Rohde also says Metsger’s lack of support on this bill might not bode well for his run for Secretary of State.
Rohde says the bill is “dead in the water” unless key Senators “get the word” from supporters. Rohde plans to issue an action alert later today urging the BTA’s 4,000-plus members to contact Senator Metsger and Senate President Peter Courtney.
Rohde is back in Salem today meeting with legislators to try and push the bill through. UPDATE: Rohde told me a few minutes ago that he was told by the Senate Majority Leader that if the bill does not get a committee hearing today, it is officially dead.

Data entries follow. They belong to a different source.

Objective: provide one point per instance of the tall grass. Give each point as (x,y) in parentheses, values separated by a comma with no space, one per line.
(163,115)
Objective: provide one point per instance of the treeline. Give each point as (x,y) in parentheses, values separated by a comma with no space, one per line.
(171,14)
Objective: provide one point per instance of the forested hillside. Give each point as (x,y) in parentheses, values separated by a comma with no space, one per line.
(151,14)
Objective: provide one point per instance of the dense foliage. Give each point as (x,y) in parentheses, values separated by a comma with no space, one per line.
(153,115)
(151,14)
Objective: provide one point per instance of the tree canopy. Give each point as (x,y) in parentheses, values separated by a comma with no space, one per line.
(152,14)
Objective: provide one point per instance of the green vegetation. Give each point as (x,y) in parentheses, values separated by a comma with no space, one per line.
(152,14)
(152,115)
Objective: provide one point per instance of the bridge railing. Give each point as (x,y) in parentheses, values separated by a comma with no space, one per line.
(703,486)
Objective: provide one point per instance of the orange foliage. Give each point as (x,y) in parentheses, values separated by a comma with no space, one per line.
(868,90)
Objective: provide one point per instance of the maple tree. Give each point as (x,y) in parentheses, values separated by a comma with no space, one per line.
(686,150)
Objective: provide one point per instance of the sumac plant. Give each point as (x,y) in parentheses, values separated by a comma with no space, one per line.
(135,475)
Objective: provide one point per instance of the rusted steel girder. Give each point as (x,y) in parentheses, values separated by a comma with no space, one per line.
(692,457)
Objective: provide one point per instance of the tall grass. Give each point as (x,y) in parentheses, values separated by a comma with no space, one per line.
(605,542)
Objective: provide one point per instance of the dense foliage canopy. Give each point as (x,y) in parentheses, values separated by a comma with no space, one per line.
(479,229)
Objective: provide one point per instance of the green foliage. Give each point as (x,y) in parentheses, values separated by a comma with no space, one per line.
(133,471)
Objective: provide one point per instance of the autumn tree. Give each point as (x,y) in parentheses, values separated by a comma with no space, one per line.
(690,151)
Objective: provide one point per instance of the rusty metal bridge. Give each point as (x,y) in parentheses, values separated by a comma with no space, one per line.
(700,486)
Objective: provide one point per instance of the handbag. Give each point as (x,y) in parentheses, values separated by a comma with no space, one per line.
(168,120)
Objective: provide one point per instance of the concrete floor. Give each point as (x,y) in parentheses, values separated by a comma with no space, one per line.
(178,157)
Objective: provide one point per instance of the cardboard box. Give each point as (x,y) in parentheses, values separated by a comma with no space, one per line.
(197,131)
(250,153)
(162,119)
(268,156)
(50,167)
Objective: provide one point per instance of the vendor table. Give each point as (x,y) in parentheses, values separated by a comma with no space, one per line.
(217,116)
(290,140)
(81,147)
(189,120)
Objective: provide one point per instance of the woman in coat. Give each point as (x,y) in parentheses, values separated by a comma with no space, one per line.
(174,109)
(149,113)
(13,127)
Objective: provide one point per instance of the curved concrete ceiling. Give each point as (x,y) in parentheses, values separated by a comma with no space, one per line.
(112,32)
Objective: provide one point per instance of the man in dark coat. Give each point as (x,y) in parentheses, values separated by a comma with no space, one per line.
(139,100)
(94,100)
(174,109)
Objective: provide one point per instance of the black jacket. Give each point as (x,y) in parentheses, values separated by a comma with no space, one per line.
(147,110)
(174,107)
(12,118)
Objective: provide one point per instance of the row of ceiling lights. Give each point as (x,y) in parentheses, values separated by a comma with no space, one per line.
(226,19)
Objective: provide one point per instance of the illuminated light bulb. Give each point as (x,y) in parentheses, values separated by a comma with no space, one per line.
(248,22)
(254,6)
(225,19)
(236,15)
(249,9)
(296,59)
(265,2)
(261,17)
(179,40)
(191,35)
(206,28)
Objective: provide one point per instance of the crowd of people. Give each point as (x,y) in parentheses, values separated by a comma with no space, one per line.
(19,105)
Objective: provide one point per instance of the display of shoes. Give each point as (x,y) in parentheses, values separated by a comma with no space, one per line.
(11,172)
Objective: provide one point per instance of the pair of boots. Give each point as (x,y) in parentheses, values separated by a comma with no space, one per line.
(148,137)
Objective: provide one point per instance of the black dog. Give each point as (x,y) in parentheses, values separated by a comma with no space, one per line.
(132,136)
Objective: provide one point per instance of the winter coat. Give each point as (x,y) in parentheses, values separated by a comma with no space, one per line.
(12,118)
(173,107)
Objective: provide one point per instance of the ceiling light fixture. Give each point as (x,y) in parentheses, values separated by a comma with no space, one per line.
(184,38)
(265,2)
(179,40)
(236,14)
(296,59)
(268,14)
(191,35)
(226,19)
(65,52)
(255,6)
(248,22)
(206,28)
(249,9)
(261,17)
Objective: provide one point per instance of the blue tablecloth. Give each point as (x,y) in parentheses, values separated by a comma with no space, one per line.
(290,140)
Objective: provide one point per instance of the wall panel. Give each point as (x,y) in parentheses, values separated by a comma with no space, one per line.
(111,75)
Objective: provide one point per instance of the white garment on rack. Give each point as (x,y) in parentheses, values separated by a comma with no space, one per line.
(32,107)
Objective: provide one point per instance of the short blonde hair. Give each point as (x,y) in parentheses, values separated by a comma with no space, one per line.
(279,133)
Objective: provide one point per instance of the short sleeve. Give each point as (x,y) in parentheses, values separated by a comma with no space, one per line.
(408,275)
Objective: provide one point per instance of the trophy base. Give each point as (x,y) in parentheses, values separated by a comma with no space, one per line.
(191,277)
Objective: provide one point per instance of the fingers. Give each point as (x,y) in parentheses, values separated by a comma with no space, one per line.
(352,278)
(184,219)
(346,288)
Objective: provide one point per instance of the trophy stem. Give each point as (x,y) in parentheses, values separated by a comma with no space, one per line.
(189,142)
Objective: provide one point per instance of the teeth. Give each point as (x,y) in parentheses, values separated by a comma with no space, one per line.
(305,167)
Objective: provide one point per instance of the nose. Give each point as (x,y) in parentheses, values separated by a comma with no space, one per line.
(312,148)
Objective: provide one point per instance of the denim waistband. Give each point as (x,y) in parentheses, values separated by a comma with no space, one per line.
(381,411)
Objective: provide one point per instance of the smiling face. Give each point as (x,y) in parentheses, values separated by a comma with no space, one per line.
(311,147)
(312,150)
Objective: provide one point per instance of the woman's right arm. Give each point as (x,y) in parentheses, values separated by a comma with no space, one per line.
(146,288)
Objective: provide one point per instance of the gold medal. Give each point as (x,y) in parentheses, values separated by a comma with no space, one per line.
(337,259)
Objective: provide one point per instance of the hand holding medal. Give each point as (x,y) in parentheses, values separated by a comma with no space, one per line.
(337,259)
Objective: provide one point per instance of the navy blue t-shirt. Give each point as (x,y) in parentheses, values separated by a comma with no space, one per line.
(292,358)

This is the second attempt by Representative Jerry Krummel (R-Wilsonville) to pass the bill which he dubbed “Eric’s Law” in honor of the late Eric Kautzky. In June of last year, Krummel blamed the bill’s failure on House Democrats.
It was expected to easily pass in part because family members foot the entire cost of the process.
If you’re wondering, this bill would not apply in the recent death of 15 year-old Austin Miller in Beaverton because the bill requires “proof of conviction” of the operator of the motor vehicle. (So far, no citation has been issued in that bus operator in that case.)
I have requested a comment from Senator Metsger and I expect to hear back from him later today (I’ll update the post when I do).